The dust hurt her eyes. The flames scorched her skin. Every cell of her body was screaming in agony as she crawled out of the mangled wreckage that used to be her shuttle craft. A sharp piece of metal dug into her hip, cutting through her trousers and into her flesh, and she cried out to no one. With sheer grit and determination, Jenny hoisted herself out of the shattered window, pulling her backpack behind her. The metal drags down her side, splitting open her flesh, while small splinters of glass embedded them-self into her flesh. A cry of pain left her as she rolled onto the grass, looking on in horror as her faithful shuttle burned internally. She shuffled backwards, her eyes still fixed on the damaged metal contraption, as sparks began to fly, occasionally hitting her. She attempted to rise to her feet, agony coursing through her body as she placed her right foot to the floor. She stumbled, falling forward but managing to stop her face hitting the solid ground. She moved away from the craft, her movement somewhere between a crawl and a walk as she attempted to ease the weight placed on her right leg. She was no more than 20 feet away, she heard a loud explosion as her beloved ship broke apart.

Jenny covered her head as metal flew about the field, shrapnel reining down around her. A sharp piece flew into her arm, cutting into flesh, hitting bone. She hissed in pain, looking at the piece. Part of the serial number for her ship. With a hiss, she pulled the metal from her arm, reading the letters upon it before throwing it aside. The letters AGRA stick in her mind as she stops moving, and sits down, staring at the ship. She's losing blood, she can feel that. Lots of blood, pooling from her wounds, sticking to her clothes, staining it.

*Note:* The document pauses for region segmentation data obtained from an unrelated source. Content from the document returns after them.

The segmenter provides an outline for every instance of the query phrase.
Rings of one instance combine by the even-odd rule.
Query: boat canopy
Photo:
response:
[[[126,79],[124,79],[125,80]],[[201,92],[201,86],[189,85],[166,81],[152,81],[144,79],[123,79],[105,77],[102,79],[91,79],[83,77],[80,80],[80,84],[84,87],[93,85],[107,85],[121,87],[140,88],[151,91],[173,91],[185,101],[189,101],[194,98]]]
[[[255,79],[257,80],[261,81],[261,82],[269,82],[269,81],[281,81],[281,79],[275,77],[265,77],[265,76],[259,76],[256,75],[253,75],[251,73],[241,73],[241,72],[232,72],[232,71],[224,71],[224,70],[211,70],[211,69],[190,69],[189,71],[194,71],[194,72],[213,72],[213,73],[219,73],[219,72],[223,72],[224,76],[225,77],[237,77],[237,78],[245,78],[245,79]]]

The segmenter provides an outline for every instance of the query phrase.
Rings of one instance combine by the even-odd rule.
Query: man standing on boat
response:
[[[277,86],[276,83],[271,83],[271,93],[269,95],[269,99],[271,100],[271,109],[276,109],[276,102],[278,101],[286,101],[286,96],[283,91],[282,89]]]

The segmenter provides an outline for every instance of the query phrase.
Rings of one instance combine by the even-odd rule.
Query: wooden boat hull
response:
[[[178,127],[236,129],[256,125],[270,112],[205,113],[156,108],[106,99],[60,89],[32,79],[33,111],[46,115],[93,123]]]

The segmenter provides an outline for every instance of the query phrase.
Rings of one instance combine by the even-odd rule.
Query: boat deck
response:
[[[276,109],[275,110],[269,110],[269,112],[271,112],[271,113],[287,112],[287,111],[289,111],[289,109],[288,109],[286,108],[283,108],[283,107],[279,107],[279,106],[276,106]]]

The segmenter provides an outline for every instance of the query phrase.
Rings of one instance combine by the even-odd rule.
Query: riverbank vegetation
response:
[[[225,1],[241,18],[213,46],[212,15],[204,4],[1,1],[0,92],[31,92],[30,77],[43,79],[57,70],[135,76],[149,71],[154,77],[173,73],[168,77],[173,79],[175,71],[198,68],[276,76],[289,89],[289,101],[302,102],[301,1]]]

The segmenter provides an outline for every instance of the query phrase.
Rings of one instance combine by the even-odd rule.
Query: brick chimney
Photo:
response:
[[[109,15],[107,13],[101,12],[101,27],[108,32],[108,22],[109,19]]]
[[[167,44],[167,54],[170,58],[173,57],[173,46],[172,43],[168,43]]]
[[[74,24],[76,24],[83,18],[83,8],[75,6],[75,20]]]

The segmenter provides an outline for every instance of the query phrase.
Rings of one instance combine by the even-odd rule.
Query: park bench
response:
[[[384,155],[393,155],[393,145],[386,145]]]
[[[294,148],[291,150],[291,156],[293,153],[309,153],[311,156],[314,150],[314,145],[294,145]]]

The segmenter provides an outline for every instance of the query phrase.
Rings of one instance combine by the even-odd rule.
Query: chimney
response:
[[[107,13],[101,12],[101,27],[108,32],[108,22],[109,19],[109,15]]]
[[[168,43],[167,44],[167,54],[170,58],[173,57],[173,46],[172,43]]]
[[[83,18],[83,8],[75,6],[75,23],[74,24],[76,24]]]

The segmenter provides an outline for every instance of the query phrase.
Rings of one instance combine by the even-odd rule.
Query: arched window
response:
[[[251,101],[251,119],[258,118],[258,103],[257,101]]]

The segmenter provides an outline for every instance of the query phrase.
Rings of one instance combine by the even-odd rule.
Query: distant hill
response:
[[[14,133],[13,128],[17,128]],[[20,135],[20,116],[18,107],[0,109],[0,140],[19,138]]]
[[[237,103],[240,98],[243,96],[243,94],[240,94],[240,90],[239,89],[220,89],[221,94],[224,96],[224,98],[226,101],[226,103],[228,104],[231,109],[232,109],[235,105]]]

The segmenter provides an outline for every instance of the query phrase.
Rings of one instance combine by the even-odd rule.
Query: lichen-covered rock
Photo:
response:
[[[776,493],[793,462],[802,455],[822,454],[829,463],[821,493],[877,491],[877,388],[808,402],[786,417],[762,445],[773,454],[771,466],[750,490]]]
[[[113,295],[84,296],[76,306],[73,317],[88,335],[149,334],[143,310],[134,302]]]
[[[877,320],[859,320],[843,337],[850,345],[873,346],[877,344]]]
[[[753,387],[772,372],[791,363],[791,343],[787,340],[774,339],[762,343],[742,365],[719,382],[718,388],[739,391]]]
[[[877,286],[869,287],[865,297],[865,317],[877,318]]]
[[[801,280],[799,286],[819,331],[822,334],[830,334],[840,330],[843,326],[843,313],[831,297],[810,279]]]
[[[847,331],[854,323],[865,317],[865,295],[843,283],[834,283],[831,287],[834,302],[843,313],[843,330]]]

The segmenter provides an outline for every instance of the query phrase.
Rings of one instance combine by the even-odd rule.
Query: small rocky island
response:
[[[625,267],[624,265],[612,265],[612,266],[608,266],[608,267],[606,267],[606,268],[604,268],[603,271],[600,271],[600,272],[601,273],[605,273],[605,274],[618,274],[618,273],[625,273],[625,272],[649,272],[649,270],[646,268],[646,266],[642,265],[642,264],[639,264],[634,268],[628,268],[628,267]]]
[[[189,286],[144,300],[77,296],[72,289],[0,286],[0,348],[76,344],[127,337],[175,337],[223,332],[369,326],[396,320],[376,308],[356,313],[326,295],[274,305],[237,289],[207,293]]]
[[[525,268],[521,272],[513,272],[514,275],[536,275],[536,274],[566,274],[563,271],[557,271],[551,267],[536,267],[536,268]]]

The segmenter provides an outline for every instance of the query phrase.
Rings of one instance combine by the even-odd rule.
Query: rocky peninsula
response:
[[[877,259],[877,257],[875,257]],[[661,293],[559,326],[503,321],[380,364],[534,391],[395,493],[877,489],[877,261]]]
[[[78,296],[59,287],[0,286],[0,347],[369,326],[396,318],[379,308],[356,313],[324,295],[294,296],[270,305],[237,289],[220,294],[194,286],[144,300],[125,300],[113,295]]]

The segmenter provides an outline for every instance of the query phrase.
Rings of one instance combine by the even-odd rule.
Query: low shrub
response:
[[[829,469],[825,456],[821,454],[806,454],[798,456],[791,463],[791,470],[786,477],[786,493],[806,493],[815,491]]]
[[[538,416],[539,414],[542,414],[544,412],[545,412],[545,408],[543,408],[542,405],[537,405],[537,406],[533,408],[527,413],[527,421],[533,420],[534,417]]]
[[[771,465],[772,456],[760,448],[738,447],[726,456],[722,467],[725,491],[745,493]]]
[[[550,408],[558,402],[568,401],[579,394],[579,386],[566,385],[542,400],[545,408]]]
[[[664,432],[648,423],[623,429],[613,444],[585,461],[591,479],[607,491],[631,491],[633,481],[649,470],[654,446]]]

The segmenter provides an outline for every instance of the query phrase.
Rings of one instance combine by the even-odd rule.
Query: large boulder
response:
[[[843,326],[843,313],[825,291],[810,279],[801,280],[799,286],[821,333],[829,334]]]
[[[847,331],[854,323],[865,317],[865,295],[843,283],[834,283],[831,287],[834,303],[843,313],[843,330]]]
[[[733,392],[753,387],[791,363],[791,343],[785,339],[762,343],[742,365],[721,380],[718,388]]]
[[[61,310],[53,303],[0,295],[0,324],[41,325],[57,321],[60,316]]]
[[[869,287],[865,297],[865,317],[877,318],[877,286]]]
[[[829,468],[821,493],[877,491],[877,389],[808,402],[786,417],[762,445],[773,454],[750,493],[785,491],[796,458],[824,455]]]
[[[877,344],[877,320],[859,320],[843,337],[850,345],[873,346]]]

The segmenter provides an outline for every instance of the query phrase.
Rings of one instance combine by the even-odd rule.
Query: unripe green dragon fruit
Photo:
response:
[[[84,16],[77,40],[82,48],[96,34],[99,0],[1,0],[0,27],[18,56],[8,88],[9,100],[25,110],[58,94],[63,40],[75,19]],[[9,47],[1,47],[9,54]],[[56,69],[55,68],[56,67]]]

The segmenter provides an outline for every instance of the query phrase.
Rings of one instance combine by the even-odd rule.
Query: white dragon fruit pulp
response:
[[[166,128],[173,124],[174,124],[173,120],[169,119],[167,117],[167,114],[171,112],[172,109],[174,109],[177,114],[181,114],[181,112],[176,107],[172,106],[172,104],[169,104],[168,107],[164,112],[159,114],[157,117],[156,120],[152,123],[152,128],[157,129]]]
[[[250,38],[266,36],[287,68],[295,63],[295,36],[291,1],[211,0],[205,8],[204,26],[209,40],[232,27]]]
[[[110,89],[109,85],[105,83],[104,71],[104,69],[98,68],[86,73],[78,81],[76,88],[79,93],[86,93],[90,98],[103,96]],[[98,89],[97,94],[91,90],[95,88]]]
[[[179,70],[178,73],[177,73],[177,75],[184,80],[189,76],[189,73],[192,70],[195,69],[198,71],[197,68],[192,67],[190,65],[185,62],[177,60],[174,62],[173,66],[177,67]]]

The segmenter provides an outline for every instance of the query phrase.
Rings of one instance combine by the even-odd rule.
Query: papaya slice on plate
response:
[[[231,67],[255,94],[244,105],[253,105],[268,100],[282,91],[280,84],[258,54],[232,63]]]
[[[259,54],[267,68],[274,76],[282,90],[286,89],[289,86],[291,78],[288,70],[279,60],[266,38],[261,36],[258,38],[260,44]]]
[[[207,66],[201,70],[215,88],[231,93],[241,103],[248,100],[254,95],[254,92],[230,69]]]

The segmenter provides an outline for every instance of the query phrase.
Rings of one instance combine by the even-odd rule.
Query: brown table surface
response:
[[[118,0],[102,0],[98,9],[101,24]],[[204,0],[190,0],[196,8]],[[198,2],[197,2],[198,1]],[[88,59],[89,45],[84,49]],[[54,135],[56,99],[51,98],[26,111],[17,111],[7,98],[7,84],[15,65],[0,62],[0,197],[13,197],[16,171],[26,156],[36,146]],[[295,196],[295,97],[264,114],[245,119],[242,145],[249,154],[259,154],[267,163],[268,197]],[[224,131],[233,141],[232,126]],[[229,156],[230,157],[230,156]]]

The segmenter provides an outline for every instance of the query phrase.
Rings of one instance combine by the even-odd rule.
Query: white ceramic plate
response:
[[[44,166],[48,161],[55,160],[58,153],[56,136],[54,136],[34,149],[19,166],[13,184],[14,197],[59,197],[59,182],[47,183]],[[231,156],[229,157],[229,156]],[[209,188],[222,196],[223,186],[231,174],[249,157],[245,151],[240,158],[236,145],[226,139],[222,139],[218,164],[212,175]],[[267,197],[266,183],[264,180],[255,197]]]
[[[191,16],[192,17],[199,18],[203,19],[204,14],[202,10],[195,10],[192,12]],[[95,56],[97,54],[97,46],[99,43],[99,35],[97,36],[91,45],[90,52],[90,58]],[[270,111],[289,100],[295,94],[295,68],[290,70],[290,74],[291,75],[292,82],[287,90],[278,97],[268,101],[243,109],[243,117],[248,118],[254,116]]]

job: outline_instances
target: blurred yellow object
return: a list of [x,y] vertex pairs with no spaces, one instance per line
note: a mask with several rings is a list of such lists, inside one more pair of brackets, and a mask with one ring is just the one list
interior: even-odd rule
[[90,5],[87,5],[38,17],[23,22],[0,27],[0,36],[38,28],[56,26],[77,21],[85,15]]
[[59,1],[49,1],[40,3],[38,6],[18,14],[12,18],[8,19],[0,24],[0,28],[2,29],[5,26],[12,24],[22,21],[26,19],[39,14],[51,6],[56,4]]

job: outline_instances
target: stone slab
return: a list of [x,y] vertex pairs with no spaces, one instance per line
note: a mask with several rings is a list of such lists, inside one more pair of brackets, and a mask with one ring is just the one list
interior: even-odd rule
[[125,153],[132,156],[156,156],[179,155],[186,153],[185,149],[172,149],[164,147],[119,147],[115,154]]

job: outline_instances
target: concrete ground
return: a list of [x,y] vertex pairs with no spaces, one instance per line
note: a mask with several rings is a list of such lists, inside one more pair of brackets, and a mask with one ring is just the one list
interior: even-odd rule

She stares at her hands as they begin to glow, energy pooling around her fingers. She's regenerating. She knows that without having to be told. This is what it means to be a Time Lord. She hopes she gets to stay blonde. She does like blonde. Her eyes squeeze shut as the glowing energy covers her body, changing it, manipulating it. It hurts. She didn't expect that. Her bones change shape, her entire insides twisting, becoming new. The only thing that remains the same is her hearts, beating constantly throughout the whole process.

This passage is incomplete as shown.